Design choices and patterns for passing contextual runtime information.

D

Daniel Pitts

Hello fellow Engineers,

So, I'm working on a (hand written) English imperative statement
parser in Java, and I was thinking that eventually, I might need to
pass context to different nodes in the "parse tree". Having to parse
context information is an even more general problem than this parser,
so I was thinking about the best way(s) to approach this sub-problem.

I personally dislike the needless use of singleton, since often its
not truly required, and is often confused with the "locater" pattern.

The straight forward solution is to pass a context object to all
methods on all objects that need it. Some methods might only need it
in order to forward it to the other objects. This seems like a bit of
a waste to me, although it does keep it clear and explicit where the
context comes from.

The other alternative is to pass the context to the constructor of all
the classes involved, so that they have a reference to it at all
times. This is a slightly more useful approach, but many of my
parsing methods are "static", they return an object of the type that
matches the parsed text. Maybe that's the wrong approach (comments
welcome on *that* problem as well.

The third alternative is to use a ThreadLocal variable. This thread
local variable would be the context object. This is a little close to
a global variable, but it is thread-safe, and it seems like it would
be (if properly encapsulated) a cleaner approach.
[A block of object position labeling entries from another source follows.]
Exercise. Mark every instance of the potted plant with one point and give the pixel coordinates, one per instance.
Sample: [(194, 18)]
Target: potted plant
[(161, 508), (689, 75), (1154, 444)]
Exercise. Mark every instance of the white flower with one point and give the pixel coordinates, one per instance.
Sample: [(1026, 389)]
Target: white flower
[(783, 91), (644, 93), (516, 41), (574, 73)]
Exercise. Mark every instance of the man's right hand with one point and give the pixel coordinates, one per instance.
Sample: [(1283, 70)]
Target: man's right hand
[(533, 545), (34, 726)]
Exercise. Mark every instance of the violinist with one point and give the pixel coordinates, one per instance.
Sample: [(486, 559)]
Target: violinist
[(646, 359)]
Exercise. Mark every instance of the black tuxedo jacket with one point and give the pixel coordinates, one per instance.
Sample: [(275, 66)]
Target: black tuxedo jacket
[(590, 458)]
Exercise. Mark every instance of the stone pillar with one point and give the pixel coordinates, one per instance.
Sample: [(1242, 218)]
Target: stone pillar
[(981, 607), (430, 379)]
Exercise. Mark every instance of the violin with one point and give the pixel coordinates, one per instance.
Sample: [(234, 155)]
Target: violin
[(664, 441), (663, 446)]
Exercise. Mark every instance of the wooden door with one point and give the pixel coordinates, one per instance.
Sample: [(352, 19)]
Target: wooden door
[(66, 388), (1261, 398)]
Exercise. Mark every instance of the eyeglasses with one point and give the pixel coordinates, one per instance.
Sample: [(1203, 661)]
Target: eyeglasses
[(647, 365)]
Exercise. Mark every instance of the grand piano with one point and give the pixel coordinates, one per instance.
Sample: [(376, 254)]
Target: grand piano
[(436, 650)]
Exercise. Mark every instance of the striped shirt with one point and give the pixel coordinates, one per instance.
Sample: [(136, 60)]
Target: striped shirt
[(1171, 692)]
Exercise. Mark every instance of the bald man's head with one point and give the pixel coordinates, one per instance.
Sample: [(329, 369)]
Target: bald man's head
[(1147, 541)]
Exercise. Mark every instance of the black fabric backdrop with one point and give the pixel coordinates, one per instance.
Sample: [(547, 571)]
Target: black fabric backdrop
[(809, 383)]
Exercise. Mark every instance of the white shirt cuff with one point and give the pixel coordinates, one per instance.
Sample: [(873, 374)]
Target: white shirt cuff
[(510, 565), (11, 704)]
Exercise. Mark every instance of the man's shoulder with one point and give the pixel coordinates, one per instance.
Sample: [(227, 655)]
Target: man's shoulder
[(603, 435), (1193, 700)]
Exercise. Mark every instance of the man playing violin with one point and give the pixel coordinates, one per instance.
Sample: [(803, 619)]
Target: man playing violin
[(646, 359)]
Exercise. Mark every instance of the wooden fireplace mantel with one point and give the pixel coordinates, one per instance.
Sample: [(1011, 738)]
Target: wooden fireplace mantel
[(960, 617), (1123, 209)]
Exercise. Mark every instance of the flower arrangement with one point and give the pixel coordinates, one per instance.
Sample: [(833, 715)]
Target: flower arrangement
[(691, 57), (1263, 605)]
I'm sure I'm going to get a lot of strong opinions on the right way to
do this, so I look forward to reading the reasoning behind those
opinions.

Thanks,
Daniel.

P.S.
x-posted to comp.lang.java.programmer, comp.software.patterns, and
comp.object.
follow-up to comp.lang.java.programmer.
 
H

H. S. Lahman

Responding to Pitts...
So, I'm working on a (hand written) English imperative statement
parser in Java, and I was thinking that eventually, I might need to
pass context to different nodes in the "parse tree". Having to parse
context information is an even more general problem than this parser,
so I was thinking about the best way(s) to approach this sub-problem.

I personally dislike the needless use of singleton, since often its
not truly required, and is often confused with the "locater" pattern.
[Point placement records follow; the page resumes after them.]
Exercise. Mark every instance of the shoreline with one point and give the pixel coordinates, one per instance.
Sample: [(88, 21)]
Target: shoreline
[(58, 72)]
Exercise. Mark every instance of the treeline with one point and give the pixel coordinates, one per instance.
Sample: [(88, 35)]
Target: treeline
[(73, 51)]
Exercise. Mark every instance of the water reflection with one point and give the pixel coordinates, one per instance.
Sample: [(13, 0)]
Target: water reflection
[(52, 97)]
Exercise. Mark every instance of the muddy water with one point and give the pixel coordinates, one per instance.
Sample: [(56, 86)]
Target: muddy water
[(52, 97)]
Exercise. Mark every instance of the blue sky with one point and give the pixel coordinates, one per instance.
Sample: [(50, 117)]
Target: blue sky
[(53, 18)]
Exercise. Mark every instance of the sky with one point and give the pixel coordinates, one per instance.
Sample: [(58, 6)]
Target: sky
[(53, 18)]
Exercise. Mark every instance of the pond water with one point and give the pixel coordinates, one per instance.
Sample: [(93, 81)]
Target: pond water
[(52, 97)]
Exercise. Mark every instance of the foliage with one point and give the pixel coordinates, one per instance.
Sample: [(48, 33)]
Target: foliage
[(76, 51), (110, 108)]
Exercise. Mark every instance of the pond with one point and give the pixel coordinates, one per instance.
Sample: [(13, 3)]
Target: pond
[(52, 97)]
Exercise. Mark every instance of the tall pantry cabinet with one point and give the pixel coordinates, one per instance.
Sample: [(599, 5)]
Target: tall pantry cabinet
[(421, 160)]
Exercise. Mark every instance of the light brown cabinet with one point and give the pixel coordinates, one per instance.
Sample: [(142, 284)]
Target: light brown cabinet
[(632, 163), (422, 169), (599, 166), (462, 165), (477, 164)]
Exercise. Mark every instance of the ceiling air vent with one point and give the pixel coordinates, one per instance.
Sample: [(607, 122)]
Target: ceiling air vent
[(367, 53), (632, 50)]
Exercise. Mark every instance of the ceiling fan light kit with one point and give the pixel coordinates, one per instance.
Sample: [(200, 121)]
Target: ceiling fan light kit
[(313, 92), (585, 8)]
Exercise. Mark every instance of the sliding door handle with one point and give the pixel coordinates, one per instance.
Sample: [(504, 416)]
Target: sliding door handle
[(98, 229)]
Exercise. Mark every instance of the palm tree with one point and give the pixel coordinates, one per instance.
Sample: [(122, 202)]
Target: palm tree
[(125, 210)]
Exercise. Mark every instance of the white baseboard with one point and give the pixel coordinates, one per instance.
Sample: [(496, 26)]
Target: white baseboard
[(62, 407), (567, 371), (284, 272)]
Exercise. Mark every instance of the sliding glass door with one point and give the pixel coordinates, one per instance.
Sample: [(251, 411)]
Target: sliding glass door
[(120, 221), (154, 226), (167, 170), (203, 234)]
I am not sure why Singleton would be needed here at all. Since English
isn't conveniently LALR(1) you will, indeed, need to capture context as
a statement is processed. But I would expect the life cycle of such an
object to be quite limited by the processing context (e.g., it is born
at the start of processing of a new statement and it dies at the end of
processing that statement). IOW, the natural flow of control of the
parsing enforces the scope of the object to one instance at a time.

[Because Java is a GC language, you might have to be careful to remove
all references to the object at the end of scope to avoid referential
integrity problems. But the point where that is necessary would be
defined by the processing.]
The straight forward solution is to pass a context object to all
methods on all objects that need it. Some methods might only need it
in order to forward it to the other objects. This seems like a bit of
a waste to me, although it does keep it clear and explicit where the
context comes from.

This is a very different thing. As a general rule passing object
references to methods is a poor OOA/D practice, especially when there
may be chains of such calls. It raises data integrity issues concerning
the timeliness of the data that make it more difficult to provide things
like thread safety. It is also the worst form of coupling.
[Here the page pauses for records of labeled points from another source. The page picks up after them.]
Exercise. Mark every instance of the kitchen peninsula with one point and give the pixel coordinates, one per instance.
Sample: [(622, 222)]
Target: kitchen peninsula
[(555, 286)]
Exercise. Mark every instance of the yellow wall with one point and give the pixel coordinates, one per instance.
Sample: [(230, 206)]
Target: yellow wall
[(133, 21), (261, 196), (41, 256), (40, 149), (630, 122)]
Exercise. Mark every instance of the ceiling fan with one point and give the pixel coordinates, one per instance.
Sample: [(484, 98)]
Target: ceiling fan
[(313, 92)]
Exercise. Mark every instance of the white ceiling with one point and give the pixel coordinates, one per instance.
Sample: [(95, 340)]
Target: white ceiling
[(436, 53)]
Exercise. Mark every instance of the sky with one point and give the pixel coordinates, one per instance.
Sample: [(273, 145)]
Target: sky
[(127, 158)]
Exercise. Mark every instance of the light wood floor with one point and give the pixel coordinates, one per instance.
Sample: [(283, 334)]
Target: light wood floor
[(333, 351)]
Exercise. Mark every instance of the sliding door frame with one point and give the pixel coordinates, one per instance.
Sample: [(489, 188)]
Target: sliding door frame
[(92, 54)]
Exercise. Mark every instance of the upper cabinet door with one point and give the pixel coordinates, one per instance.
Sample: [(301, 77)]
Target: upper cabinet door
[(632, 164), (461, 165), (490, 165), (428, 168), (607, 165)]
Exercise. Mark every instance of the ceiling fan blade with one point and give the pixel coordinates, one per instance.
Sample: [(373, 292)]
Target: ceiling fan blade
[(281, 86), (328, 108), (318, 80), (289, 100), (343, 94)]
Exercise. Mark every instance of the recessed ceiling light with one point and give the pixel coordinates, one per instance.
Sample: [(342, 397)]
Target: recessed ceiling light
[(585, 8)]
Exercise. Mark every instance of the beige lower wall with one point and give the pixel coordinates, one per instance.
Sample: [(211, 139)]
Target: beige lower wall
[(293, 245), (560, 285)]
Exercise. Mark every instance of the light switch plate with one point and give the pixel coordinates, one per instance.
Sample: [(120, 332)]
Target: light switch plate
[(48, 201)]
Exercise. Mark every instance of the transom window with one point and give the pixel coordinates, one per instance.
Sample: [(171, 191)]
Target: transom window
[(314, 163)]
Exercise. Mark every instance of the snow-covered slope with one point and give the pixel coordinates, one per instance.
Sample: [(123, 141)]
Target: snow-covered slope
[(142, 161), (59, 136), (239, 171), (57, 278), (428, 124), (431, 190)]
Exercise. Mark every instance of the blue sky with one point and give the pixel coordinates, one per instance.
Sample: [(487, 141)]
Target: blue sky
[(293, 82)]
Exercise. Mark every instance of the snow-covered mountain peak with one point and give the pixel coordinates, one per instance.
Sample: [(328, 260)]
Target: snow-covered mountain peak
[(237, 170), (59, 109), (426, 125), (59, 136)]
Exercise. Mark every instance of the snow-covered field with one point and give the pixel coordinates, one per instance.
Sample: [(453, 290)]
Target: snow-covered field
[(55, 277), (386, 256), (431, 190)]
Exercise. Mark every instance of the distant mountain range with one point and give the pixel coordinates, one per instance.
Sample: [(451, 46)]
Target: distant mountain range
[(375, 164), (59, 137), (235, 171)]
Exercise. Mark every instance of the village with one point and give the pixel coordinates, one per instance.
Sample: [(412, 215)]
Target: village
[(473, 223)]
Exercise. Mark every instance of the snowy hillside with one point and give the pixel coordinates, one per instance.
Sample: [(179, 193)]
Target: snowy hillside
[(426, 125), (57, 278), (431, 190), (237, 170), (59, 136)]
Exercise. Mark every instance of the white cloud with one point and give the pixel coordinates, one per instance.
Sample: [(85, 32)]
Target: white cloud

But the big reason is that the caller needs to know too much about what
the receiver does. Effectively one has:

1 R1 1 1 R2 1
[A] ------------ -------------- [C]
+ doIt()

When A passes a C to B::doIt, A is creating a temporary relationship
between B and C. That means A needs to know (a) that B needs to talk to
a C and (b) exactly which C it is that B needs to talk to. The
application will be more robust to change if the collaboration between B
and C is a personal matter between them.

The reason is that the rules and policies that govern instantiation of
objects and relationships in the problem space are quite often distinct
from the rules and policies that govern collaboration. IOW, relationship
instantiation is about Who participates in collaborations while the
collaborations themselves are about When something should be done.

Thus A necessarily needs to know when to collaborate with B (more
precisely, the developer knows when A has done something that requires
an announcement message to be sent to B who responds to that condition).
But A should not know who responds or what they do, particularly their
carnal relations with third parties.

So we usually encapsulate instantiation in dedicated responsibilities
that live in objects that understand other context information in the
problem space. That allows someone else entirely to instantiate the R2
relationship. Then if those rules and policies change, A does not need
to be touched.

The corollary is that methods navigate relationship paths to get to the
data that they need on an as-needed basis. As it happens, this tends to
make it much, much easier to implement concurrency (e.g. threads) and
true asynchronous processing correctly. That's because the scope of
access is limited to the method.

So the OOA/D paradigm is that R1 and R2 are instantiated prior to the
collaboration. Then A sends a message to B that is addressed via R1. B,
in turn, sends a message to C by navigating R2. That removes all
knowledge of the B/C collaboration from A's implementation.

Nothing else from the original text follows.